Amaury de Rochegonde - 10 janvier 2010
La perspective d’une taxe sur Google et les revenus publicitaires en ligne laisse sceptiques les acteurs du web.
Faut-il taxer Google ? C’est la question qui se pose depuis que le chef de l’Etat a demandé jeudi une expertise pour je cite “appréhender fiscalement les activités publicitaires des grands portails et moteurs de recherche internationaux présents en France”. En d’autres termes, et comme l’a dit de façon très assumée Jacques Toubon l’un des auteurs du rapport Zelnik qui vient de rendre ses conclusions sur le financement des industries culturelles : il s’agit de voir comment on peut créer une taxe Google à partir d’un prélèvement sur les revenus publicitaires en ligne.
Avec 1 ou 2% prélevés sur 800 millions d’euros estimés en France pour le moteur de recherche, on peut collecter 8 à 16 millions d’euros afin d’aider au financement de la musique, du cinéma et du livre, ce à quoi on peut ajouter à peu près autant en ponctionnant aussi les portails MSN, Yahoo ou e-bay. L’idée est par exemple de créer une carte jeunes, payée à moitié par l’Etat, qui permettrait aux 18-24 ans d’acheter de la musique en ligne. La mesure semble d’autant plus fondée que Google s’arrange pour ne pas payer d’impôts en France en n’y déclarant qu’un vingtième de ses revenus, son siège européen étant en Irlande où les conditions fiscales sont plus avantageuses.
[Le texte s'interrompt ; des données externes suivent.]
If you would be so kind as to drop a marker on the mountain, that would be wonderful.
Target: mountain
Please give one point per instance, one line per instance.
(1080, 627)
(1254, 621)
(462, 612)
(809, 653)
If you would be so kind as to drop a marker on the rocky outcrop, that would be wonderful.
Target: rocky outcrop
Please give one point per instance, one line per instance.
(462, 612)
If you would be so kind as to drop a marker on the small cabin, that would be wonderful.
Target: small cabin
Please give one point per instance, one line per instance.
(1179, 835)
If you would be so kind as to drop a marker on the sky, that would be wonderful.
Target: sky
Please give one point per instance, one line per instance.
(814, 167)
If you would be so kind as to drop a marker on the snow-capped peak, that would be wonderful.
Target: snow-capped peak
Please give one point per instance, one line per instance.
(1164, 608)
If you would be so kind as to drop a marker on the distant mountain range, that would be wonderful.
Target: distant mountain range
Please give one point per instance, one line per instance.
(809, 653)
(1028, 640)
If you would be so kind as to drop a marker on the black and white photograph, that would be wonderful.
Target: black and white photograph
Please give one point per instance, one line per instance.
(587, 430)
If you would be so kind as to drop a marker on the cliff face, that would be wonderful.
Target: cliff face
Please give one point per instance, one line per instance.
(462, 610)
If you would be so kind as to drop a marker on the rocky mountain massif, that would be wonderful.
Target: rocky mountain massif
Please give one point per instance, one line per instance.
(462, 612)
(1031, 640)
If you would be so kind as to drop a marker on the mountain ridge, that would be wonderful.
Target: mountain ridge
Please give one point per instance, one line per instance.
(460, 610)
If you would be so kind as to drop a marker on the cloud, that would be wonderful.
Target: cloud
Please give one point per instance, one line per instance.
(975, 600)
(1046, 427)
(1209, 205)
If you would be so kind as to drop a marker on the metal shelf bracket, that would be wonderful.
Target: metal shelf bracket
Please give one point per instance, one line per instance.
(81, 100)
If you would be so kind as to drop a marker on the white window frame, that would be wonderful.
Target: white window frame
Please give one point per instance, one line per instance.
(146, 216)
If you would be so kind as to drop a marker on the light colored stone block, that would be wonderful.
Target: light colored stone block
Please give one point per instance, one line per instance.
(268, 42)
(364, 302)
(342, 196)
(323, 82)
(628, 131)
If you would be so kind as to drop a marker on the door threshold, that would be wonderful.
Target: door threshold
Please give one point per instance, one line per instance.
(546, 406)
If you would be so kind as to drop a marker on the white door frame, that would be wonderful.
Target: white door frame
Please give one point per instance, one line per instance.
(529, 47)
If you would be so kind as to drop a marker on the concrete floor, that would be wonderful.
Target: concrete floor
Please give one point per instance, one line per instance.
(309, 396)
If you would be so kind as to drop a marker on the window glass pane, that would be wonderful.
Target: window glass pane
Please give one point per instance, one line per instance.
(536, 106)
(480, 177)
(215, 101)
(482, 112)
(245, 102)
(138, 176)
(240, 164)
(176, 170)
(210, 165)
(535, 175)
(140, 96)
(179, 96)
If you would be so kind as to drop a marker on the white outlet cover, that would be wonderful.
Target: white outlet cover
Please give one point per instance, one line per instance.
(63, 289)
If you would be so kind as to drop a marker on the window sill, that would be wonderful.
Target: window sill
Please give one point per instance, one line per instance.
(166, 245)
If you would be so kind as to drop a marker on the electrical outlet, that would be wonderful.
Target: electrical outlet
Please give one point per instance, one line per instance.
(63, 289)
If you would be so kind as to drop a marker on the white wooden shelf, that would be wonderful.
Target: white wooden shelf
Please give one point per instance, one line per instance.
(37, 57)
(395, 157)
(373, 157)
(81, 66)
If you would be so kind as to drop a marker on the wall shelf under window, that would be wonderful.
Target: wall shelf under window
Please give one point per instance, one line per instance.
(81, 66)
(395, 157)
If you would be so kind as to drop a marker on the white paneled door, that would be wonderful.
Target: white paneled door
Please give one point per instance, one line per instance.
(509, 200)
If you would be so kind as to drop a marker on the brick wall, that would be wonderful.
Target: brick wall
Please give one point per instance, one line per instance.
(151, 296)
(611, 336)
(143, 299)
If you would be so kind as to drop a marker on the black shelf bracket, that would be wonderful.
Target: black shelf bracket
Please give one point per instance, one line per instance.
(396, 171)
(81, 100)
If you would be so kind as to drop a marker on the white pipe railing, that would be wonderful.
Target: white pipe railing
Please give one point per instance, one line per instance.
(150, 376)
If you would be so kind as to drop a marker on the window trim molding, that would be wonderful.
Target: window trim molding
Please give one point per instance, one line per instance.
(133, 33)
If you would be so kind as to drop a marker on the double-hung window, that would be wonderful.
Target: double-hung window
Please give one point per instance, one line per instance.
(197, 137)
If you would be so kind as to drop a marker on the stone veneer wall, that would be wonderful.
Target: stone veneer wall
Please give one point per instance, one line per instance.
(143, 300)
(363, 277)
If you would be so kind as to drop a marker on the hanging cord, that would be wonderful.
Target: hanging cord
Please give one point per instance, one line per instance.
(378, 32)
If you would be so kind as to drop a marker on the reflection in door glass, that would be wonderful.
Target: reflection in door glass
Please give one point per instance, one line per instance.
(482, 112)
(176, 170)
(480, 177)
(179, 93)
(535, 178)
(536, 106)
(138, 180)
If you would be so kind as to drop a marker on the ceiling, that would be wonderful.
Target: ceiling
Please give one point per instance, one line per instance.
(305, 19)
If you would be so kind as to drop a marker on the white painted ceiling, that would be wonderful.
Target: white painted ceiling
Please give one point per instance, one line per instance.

Reste à savoir s’il est légitime de faire financer la création culturelle française par un acteur international vivant des liens sponsorisés ou des bannières sur le Net. Autant une ponction en faveur des médias peut se justifier car la montée en puissance publicitaire des géants de l’Internet se fait à leur détriment. Autant, on ne peut pas dire que Google soit responsable de la chute des recettes de la musique ou du cinéma, ou alors très indirectement, puisque c’est plutôt le téléchargement illégal qui a dissuadé d’acheter des disques ou des films. Les acteurs du web regrettent une façon d’aller chercher l’argent là où il est, sur la toile, sans d’ailleurs se soucier de savoir comment. Car la faisabilité de la taxe n’est pas évidente. Si Google décide de ne pas communiquer ses revenus en France, faudra-t-il, ironise le PDG de Price Minister, Pierre Kiosusko Morizet, envoyer des gens en hélicoptère aux Etats-Unis pour récupérer l’argent ? L’Etat, décidemment, va avoir besoin d’expertise… Et d’un appui européen.